Provide the extern configuration file e.g. `/config.js` as a default export including the methods `export` and `import`:
```js
import { promises as fs } from "fs";
export default {
tokenize: "forward",
export: async function(key, data){
// like the usual export write files by key + data
await fs.writeFile("./export/" + key, data, "utf8");
},
import: async function(index){
// get the file contents of the export directory
let files = await fs.readdir("./export/");
files = await Promise.all(files);
// loop through the files and push their contents to the index
// by also passing the filename as the first parameter
for(let i = 0; i < files.length; i++){
const data = await fs.readFile("./export/" + files[i], "utf8");
index.import(files[i], data);
}
}
};
```
Create your index by assigning the configuration file from above:
```js
import { Worker as WorkerIndex } from "flexsearch/esm";
const index = await new WorkerIndex(config);
// add data to the index
// ...
```
Export the index:
```js
await index.export();
```
Import the index:
```js
// create the same type of index you have used by .export()
// along with the same configuration
const index = await new WorkerIndex(config);
await index.import();
```
### Document Worker Index
> This feature follows the strategy of using [Extern Worker Configuration](#extern-worker-configuration) in combination with [Document Export Import](../example/nodejs-esm/document-export-import).
Document Worker exports all their feature including:
- Multi-Tag Indexes
- Context-Search Indexes
- Document-Store
Example (CommonJS): [document-worker-export-import](../example/nodejs-commonjs/document-worker-export-import)<br>
Example (ESM): [document-worker-export-import](../example/nodejs-esm/document-worker-export-import)
Provide the index configuration and keep it, because it isn't stored. Provide a parameter `config` which is including the filepath to the extern configuration file:
```js
const dirname = import.meta.dirname;
const config = {
worker: true,
document: {
id: "tconst",
store: true,
index: [{
field: "primaryTitle",
config: dirname + "/config.primaryTitle.js"
},{
field: "originalTitle",
config: dirname + "/config.originalTitle.js"
}],
tag: [{
field: "startYear"
},{
field: "genres"
}]
}
};
```
> Any changes you made to the configuration will almost require a full re-index.

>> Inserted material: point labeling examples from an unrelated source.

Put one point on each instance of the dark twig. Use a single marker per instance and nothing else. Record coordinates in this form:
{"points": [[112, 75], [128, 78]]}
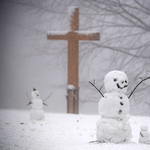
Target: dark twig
{"points": [[93, 84], [93, 141], [138, 85], [47, 97]]}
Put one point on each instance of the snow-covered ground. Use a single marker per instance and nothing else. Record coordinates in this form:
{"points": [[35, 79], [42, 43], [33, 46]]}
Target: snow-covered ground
{"points": [[60, 132]]}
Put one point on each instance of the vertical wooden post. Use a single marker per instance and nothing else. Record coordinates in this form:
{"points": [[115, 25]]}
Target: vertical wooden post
{"points": [[73, 37]]}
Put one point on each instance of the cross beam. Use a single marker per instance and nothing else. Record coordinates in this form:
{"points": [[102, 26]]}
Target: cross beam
{"points": [[73, 36]]}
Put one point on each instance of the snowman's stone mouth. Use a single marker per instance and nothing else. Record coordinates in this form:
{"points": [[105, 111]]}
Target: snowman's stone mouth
{"points": [[119, 87]]}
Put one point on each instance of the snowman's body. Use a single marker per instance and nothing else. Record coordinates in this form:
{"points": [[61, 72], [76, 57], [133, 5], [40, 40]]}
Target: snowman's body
{"points": [[36, 112], [114, 110]]}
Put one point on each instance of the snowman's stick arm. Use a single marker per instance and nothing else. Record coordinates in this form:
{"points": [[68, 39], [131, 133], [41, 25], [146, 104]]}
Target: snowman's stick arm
{"points": [[47, 97], [137, 86], [96, 88], [28, 99]]}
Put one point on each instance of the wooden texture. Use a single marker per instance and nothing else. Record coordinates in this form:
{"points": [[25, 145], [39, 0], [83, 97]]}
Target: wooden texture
{"points": [[73, 36]]}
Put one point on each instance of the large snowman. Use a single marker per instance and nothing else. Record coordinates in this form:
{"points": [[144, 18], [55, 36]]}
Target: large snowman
{"points": [[36, 112], [114, 110]]}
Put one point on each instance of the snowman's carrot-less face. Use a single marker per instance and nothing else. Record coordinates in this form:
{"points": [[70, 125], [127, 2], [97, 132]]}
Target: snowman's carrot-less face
{"points": [[35, 94], [116, 81]]}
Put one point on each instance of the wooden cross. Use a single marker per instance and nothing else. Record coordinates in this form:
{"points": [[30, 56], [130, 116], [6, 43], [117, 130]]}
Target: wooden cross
{"points": [[73, 36]]}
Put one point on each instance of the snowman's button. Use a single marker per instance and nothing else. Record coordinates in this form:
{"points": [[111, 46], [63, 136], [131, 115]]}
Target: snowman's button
{"points": [[121, 103], [120, 111]]}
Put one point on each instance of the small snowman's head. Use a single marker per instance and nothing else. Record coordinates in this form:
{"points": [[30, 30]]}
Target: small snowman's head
{"points": [[35, 94], [144, 128], [116, 81]]}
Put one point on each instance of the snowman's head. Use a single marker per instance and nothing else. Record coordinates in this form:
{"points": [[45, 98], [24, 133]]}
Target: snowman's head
{"points": [[35, 94], [116, 81]]}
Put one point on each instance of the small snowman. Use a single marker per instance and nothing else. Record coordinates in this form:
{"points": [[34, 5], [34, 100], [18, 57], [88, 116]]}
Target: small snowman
{"points": [[144, 136], [36, 112], [114, 110]]}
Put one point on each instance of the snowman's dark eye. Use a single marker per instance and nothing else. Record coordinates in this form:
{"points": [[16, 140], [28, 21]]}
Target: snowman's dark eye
{"points": [[115, 80]]}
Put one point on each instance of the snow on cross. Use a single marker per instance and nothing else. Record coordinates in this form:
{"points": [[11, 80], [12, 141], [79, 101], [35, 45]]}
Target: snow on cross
{"points": [[73, 36]]}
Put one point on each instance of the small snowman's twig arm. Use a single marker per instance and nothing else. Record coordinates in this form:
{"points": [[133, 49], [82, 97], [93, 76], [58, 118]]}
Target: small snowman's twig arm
{"points": [[28, 99], [46, 99], [138, 85], [96, 87]]}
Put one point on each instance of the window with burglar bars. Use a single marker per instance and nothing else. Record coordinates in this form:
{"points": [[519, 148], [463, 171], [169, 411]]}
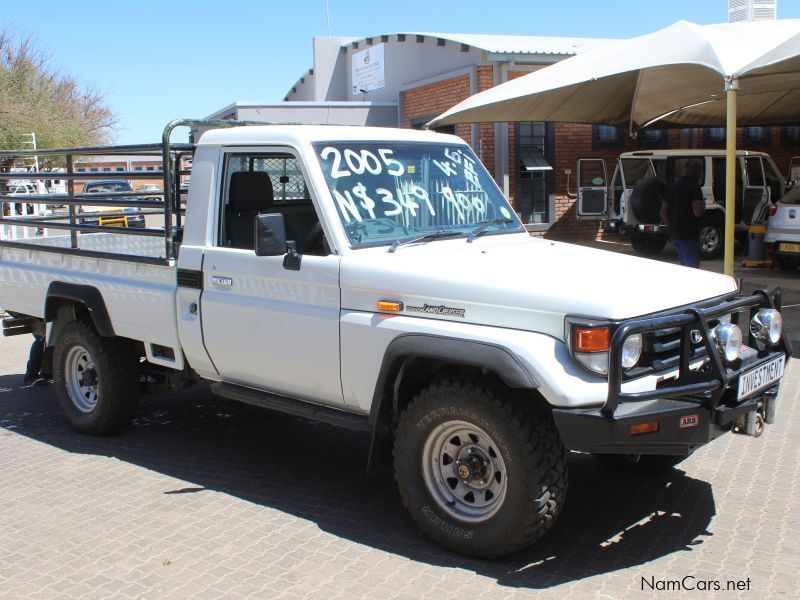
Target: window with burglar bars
{"points": [[288, 184]]}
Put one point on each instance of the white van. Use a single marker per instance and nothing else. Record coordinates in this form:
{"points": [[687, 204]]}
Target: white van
{"points": [[630, 202]]}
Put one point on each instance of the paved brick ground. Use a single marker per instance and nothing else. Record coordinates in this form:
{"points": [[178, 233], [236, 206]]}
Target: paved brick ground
{"points": [[207, 498]]}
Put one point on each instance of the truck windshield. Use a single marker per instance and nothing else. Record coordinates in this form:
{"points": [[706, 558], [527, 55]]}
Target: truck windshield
{"points": [[636, 169], [385, 192]]}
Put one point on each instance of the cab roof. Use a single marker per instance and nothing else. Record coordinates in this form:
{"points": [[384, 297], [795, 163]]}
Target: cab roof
{"points": [[254, 135]]}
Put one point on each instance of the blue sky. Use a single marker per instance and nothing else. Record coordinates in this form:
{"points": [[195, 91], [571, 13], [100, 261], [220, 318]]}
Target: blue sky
{"points": [[158, 60]]}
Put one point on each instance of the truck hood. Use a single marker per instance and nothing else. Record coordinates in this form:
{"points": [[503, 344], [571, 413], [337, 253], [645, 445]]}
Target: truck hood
{"points": [[520, 282]]}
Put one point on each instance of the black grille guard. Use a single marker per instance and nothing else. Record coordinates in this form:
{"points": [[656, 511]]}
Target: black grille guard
{"points": [[690, 384]]}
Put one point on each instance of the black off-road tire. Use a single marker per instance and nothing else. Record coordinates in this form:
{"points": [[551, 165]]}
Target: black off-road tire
{"points": [[712, 237], [526, 438], [785, 263], [640, 463], [116, 374], [648, 246]]}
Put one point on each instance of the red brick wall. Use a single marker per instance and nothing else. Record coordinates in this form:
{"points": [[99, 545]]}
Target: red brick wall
{"points": [[572, 141], [434, 99]]}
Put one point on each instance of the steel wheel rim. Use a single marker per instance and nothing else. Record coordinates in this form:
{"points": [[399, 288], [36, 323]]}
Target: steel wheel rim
{"points": [[710, 238], [451, 450], [81, 379]]}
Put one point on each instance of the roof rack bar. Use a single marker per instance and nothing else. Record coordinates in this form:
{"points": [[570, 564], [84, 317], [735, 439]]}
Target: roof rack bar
{"points": [[169, 200], [148, 149]]}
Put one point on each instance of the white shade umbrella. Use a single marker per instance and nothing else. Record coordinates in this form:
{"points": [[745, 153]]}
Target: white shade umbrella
{"points": [[675, 77]]}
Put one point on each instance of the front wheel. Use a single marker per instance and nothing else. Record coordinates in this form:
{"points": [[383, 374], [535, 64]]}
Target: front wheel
{"points": [[481, 470], [712, 238], [96, 379]]}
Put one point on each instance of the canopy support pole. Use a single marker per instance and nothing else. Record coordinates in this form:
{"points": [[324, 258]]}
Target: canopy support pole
{"points": [[731, 85]]}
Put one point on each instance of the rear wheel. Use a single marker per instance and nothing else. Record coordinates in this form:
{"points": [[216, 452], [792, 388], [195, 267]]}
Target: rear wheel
{"points": [[96, 379], [712, 237], [640, 463], [481, 470], [785, 263], [644, 245]]}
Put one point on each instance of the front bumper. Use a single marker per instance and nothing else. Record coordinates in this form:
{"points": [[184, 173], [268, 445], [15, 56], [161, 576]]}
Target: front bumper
{"points": [[683, 425], [687, 412]]}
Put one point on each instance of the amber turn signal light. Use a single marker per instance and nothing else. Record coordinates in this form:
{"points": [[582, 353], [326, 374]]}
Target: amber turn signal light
{"points": [[388, 306], [647, 427], [591, 339]]}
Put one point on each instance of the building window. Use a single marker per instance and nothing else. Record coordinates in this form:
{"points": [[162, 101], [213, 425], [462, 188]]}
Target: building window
{"points": [[533, 173], [714, 136], [756, 135], [607, 136], [653, 138], [790, 135], [420, 122]]}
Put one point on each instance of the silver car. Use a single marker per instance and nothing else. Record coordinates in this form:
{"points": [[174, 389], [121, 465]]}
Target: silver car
{"points": [[782, 240]]}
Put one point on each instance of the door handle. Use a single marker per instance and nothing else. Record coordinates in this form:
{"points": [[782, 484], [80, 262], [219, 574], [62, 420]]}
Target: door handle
{"points": [[222, 281]]}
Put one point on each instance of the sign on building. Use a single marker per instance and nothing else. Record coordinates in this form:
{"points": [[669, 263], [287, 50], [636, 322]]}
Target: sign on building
{"points": [[367, 70]]}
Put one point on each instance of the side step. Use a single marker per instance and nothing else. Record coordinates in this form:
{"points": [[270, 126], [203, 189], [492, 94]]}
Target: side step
{"points": [[298, 408], [17, 325]]}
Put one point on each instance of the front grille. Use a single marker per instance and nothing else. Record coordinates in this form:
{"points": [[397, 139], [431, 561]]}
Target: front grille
{"points": [[661, 351]]}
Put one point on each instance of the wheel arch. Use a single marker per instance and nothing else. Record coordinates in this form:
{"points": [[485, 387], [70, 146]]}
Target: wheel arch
{"points": [[413, 358], [89, 297]]}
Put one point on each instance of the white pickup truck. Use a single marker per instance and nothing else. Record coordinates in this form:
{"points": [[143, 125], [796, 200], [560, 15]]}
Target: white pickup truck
{"points": [[377, 279]]}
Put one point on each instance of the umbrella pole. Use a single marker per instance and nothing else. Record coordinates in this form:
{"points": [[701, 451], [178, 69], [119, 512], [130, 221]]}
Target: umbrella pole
{"points": [[731, 85]]}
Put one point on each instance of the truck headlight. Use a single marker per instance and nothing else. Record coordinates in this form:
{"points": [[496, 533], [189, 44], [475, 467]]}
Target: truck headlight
{"points": [[590, 346], [766, 327], [729, 339], [631, 350]]}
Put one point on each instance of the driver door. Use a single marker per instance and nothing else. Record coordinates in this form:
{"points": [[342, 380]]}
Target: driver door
{"points": [[592, 187], [266, 326], [756, 194]]}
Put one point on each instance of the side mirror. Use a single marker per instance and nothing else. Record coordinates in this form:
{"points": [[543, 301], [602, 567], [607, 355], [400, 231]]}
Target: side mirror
{"points": [[270, 235]]}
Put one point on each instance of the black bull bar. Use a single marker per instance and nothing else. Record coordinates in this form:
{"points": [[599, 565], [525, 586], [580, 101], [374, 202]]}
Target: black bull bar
{"points": [[693, 408], [709, 387]]}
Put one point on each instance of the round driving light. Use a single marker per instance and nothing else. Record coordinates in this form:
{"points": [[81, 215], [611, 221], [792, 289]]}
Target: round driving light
{"points": [[631, 350], [729, 338], [766, 326]]}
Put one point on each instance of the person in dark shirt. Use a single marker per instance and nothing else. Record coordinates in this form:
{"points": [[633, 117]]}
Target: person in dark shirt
{"points": [[34, 373], [682, 211]]}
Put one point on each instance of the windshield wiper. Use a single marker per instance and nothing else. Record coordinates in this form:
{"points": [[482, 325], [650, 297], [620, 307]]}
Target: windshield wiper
{"points": [[433, 235], [484, 225]]}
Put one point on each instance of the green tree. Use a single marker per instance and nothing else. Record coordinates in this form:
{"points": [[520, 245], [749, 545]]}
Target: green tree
{"points": [[36, 97]]}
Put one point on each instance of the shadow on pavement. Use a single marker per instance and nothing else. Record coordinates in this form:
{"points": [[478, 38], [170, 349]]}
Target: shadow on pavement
{"points": [[316, 472]]}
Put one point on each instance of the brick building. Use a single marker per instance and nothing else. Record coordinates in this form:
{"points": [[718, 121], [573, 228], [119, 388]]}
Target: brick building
{"points": [[406, 79]]}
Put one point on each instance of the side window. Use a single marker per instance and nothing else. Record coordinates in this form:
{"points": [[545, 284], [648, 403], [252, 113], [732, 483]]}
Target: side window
{"points": [[678, 167], [267, 183], [755, 174], [774, 181]]}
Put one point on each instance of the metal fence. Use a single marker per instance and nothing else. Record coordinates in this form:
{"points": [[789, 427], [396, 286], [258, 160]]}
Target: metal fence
{"points": [[76, 226]]}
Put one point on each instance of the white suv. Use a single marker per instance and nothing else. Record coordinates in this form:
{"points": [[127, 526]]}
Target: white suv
{"points": [[630, 203]]}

Provide the extern configuration file as a default export including the methods `export` and `import`:
```js
import { promises as fs } from "fs";
export default {
tokenize: "forward",
export: async function(key, data){
// like the usual export write files by key + data
await fs.writeFile("./export/" + key, data, "utf8");
},
import: async function(file){
// instead of looping you will get the filename as 2nd paramter
// just return the loaded contents as a string
return await fs.readFile("./export/" + file, "utf8");
}
};
```
Create your index by assigning the configuration file from above:
```js
import { Document } from "flexsearch/esm";
const document = await new Document(config);
// add data to the index
// ...
```
Export the index by providing a key-data handler:
```js
await document.export(async function(key, data){
await fs.writeFile("./export/" + key, data, "utf8");
});
```
Import the index:
```js
const files = await fs.readdir("./export/");
// create the same type of index you have used by .export()
// along with the same configuration
const document = await new Document(config);
await Promise.all(files.map(async file => {
const data = await fs.readFile("./export/" + file, "utf8");
// call import (async)
await document.import(file, data);
}));
```
## CSP-friendly Worker (Browser)
When just using worker by passing the option `worker: true`, the worker will be created by code generation under the hood. This might have issues when using strict CSP settings.